Saturday, July 27, 2013

An Old but Good Overview of "Failure" and the PhD

This is making the rounds on various websites today. It's from 2005, but maybe it is gaining traction because it remains so pertinent -- perhaps even more so since the recession and slow recovery among state-funded universities.

Some Flava:

"Failure, says academic culture, is anything other than achieving the ultimate goal of a tenure-track professorship. More specifically, the epitome of success is a tenure-track job at a major research university. You're still successful, albeit to a lesser degree, if that job is at a liberal-arts college, and even less so if it's at a community college. But a nonacademic career, well, that's just unacceptable."

The article goes on to cite a study out of Berkeley about what grad students' and recent PhDs expectations should be by following them for 10 years and reporting on their professional status 10 years later. The study found 58% of English PhDs found tenure track or tenure within 10 years. And this was for people who graduated in the early '90s. (I shudder to think what the numbers are as so many institutions have begun to embrace adjuncting and online learning without possibility of tenure)

This really struck a chord with me: "A Ph.D., thrilled to land a faculty position at a liberal-arts college near her home, is asked by her dissertation adviser when she was going to "get a job." Presumably, a 'real' one."

I believe this tells us a lot about what drives the all-or-nothing goal of getting the ever more elusive tenure track job. In order to build the prestige of the school, and the position of a scholar within a school's Department, one needs students who come through the program, pay some money and contribute very low-paying labor, and then move on to become stellar scholars. By proxy, the success of the student in a specific field builds the aura of success for those who trained the scholar.

But if the scholar moves from academia to the private sector, begins to earn $150,000 a year and has kids and a great life/work balance in a totally unrelated field, it cannot lend to the school's reputation for building scholars. And grad students begin by wanting to be their professors. You do not get a PhD in History in order to change plans when you are 35 and become an administrator or executive. That doesn't appeal to today's 22-year-old searching "Best Graduate Programs."

So to enhance their rep, schools and profs engage with this rhetoric about how grad students need to keep pressing on. They are disappointed with any move away. Even my adviser met the news of my exciting job with a shrug, because it is being in charge of a research center rather than the glorified tenure-track position. So he has yet to congratulate me.

But Megan, who got a tenure-track job 6 years ago in Utah? Oh, he LOOOOOVes her.

This attitude doesn't really serve grad students or academia.
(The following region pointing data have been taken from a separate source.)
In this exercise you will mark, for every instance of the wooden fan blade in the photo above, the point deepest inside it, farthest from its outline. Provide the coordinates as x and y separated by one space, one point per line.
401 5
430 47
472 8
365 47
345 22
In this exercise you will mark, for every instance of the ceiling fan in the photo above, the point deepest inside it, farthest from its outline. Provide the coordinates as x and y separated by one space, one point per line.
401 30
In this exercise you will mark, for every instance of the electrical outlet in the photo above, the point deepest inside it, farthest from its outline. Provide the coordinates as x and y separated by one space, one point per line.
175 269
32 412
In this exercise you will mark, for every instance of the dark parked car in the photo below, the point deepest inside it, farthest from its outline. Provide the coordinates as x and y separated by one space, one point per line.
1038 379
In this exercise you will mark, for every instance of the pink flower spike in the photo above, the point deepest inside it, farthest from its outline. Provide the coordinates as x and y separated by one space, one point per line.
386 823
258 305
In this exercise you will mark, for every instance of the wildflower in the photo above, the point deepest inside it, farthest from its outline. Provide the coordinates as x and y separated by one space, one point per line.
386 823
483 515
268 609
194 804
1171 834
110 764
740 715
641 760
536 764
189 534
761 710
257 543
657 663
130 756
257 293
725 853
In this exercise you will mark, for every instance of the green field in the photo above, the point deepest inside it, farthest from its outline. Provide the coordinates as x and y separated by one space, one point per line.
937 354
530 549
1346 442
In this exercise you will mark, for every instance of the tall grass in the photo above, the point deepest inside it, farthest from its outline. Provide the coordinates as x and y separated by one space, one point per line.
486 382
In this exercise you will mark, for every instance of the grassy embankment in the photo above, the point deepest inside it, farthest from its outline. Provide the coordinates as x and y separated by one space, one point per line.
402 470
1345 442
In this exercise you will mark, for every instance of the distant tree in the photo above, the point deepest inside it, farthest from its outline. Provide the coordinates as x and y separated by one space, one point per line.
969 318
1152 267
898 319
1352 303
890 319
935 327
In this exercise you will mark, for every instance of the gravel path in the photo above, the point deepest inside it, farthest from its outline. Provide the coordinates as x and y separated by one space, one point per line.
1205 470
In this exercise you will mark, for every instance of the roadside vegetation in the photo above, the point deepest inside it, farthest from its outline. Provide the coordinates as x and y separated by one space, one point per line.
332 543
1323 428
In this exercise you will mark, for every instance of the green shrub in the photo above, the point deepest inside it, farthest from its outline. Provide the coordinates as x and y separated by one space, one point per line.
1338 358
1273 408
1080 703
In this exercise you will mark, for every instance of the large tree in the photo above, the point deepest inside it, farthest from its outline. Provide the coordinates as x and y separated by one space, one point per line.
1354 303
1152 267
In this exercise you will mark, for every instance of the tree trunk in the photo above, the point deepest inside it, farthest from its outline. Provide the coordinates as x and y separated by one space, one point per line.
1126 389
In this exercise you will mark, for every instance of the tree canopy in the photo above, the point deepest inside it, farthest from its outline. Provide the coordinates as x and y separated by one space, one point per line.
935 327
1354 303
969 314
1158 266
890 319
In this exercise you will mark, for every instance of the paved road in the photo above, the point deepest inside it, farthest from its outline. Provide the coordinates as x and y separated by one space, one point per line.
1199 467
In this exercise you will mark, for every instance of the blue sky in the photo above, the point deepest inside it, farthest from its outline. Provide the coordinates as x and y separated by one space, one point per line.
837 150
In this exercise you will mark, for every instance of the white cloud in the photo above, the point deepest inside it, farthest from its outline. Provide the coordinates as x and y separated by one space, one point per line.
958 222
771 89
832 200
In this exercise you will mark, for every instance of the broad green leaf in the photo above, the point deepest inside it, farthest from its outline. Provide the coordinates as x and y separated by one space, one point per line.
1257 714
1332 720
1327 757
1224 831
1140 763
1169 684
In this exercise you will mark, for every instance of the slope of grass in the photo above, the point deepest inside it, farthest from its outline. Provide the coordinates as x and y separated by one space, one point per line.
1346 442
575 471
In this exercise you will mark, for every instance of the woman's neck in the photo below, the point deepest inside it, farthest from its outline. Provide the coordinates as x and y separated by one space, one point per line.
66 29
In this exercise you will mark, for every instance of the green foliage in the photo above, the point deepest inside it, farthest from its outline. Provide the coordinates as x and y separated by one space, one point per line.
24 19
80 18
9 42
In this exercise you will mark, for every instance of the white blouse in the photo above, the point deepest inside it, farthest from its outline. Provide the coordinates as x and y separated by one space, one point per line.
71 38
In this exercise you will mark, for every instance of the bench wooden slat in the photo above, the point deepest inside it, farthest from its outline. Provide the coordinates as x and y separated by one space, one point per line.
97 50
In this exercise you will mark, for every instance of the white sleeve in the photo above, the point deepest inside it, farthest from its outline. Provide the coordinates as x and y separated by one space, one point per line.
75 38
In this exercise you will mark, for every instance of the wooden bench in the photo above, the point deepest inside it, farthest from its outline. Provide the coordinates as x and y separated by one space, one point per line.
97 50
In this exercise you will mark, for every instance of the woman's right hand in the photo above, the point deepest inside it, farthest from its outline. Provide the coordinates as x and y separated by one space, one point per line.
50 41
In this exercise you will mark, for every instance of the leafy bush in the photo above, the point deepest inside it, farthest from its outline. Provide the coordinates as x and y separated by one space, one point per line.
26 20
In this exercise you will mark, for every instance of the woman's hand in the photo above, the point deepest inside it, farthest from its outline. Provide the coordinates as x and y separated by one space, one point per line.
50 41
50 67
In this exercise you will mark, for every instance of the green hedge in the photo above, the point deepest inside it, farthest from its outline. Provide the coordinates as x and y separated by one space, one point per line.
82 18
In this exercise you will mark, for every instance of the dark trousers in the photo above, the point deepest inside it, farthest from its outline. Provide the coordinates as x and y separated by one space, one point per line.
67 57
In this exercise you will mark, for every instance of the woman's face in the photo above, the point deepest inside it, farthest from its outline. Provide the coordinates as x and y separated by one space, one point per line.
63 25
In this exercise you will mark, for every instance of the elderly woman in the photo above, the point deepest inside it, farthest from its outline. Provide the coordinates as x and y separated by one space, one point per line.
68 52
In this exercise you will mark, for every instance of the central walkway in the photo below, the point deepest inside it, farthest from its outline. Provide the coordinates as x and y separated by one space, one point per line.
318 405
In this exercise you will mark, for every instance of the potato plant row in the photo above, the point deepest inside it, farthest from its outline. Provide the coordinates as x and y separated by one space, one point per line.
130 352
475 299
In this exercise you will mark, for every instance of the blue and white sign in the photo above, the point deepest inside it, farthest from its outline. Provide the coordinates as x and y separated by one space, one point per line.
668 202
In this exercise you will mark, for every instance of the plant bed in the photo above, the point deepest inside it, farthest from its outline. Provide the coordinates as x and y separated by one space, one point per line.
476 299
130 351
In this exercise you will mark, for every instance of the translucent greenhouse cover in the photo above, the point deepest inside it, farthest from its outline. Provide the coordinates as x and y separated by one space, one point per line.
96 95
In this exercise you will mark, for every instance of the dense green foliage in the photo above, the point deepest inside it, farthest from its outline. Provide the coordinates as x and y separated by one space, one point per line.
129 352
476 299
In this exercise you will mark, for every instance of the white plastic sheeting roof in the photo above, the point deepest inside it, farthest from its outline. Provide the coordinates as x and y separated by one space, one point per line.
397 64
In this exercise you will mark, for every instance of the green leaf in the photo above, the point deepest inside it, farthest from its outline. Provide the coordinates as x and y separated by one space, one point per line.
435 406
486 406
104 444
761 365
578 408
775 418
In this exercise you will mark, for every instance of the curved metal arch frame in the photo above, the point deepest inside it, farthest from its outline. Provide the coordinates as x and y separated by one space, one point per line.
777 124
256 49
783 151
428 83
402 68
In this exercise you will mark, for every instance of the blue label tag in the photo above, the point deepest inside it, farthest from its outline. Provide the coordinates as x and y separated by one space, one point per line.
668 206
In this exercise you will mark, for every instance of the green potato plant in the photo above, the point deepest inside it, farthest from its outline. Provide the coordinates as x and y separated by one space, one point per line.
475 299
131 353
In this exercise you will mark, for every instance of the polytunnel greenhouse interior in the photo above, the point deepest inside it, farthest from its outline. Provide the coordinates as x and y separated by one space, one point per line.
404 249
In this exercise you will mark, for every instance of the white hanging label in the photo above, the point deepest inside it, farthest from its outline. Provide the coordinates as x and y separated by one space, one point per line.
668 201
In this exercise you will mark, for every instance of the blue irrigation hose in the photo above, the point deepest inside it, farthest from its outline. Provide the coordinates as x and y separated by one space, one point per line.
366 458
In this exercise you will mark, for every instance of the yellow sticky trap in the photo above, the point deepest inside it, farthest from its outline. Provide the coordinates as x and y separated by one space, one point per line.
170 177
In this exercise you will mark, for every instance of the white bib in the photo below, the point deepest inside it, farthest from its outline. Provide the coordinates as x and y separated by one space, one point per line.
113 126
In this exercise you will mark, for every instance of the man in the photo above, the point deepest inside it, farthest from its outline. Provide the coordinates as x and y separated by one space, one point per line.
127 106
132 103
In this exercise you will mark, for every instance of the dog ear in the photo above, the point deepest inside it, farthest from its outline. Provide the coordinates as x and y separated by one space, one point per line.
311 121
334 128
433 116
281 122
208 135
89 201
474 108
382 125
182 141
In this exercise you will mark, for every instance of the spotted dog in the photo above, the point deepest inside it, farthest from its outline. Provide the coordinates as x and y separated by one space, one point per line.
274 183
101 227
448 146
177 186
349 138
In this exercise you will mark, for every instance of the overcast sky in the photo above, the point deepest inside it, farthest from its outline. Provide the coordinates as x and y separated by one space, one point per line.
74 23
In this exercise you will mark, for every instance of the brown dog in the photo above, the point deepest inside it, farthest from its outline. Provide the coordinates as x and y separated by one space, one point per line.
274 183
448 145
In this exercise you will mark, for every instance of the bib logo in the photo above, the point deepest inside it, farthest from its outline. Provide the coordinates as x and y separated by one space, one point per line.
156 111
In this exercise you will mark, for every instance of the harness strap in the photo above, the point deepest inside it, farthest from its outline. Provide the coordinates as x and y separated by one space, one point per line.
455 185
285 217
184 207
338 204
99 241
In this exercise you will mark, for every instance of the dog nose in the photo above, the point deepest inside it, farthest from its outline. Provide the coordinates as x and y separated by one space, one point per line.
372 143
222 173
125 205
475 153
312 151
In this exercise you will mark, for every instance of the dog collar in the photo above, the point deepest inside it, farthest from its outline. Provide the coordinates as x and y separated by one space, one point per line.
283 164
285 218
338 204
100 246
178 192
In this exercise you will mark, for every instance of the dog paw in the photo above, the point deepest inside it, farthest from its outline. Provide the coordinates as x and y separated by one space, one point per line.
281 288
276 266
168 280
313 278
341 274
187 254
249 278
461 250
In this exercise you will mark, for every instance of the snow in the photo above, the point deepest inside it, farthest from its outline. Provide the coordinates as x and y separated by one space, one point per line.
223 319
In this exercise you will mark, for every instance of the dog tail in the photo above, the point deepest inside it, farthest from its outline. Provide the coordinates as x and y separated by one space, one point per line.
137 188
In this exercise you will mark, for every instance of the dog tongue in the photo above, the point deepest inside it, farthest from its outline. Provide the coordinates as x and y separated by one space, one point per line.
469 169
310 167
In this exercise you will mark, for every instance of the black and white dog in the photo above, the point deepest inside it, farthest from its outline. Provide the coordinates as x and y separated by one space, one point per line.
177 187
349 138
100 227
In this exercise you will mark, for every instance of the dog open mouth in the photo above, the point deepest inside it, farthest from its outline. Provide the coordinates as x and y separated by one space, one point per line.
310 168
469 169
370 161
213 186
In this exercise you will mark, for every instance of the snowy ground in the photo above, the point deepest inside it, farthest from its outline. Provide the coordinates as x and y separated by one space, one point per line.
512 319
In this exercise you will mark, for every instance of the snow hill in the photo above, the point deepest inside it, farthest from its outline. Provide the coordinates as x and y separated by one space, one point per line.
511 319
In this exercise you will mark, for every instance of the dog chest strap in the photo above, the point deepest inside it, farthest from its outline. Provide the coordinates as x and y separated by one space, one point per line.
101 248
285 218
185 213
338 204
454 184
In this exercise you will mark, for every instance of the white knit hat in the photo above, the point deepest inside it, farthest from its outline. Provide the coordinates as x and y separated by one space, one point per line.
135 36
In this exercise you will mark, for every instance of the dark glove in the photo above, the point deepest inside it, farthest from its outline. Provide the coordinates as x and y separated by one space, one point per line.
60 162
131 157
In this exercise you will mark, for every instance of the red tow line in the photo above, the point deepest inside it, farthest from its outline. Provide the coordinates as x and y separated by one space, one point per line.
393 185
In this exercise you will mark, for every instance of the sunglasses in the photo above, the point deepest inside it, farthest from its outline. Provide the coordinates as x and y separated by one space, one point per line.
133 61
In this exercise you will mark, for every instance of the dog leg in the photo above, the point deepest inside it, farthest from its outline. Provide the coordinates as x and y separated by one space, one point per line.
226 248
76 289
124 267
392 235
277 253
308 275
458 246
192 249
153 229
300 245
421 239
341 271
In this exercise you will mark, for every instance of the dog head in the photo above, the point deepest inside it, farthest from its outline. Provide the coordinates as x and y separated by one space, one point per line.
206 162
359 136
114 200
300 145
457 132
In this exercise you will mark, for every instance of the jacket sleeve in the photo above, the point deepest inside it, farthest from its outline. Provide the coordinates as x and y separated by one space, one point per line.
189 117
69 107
This is a rapidly shifting economy that hopes to kill of tenure as soon as possible. Requiring "success" to be defined by gaining tenure -- even if that means moving to Montana, 6 hours away from the nearest airport and without access to family or long-standing friends -- rather than by good pay, job security, and life/work balance only sets our students up for the REAL failure: being miserable in your job and feeling like you can never leave.

After all, the Montana T/T person "won," right?


  1. I am finishing up graduate school and face the job market. I am leaning towards leaving the academy. for several reasons. One is that I am sick of the administrator BS and lack basic reasoning ability from people who should know better (I am aware that this exists in industry as well, but at least I won't be an adjunct). Furthermore I think that the student debt bubble will burst sometime in the near future.

  2. I had a Masters' student last year who wrote a thesis on Relativity and went on to work for the Air Force (not developing a Warp Drive, I'm afraid). I thought that was great!

    There's an empirical law (in Math, at least) that says you're highly unlikely to get an academic job in the same `kind' of place as where you got your PhD. Those who finish at my institution are unlikely to get TT jobs at a U with a graduate program (and they know it.) But many have moved on to industry, immediately earning far more than their profs.

    I'd like to see us move to a dual system, where students use their time in grad school (after basic coursework and quals) both to work on their dissertations and to learn the kind of material that would make them competitive for industry jobs. The students themselves could make sure they get this training, but few seem aware that the conditions they'll face are very different from those prevailing when the faculty was starting out.

    Part of the job of graduate programs (like ours) should be to increase awareness of this problem and provide conditions for our students to deal with it. But...we don't. At my place there are never any high-level discussions of programmatic needs among faculty, and our chairs are unimaginative paper-pushers. Also, there's no money in it--no incentives. The program is evaluated by the number of students who finish a PhD each year. Where (or if) they get degree-appropriate jobs is not an issue, except (of course) for the students themselves.

  3. When I was a graduate student at Pacific State University our department was hiring, and we got to meet the candidates and offer feedback to the faculty. Free pizza was involved. I noticed that these candidates all came from places like Berkeley, Princeton, Harvard. And I wondered, where are all the Pacific State University candidates going?

    Well I found out. I'm an adjunct at Midwest State Tiny Polytechnic University. I had thought Pacific State University a bit of a backwater--after all it wasn't University of Pacific, now was it. But it was still an R-1. I was in the big time and never even knew it.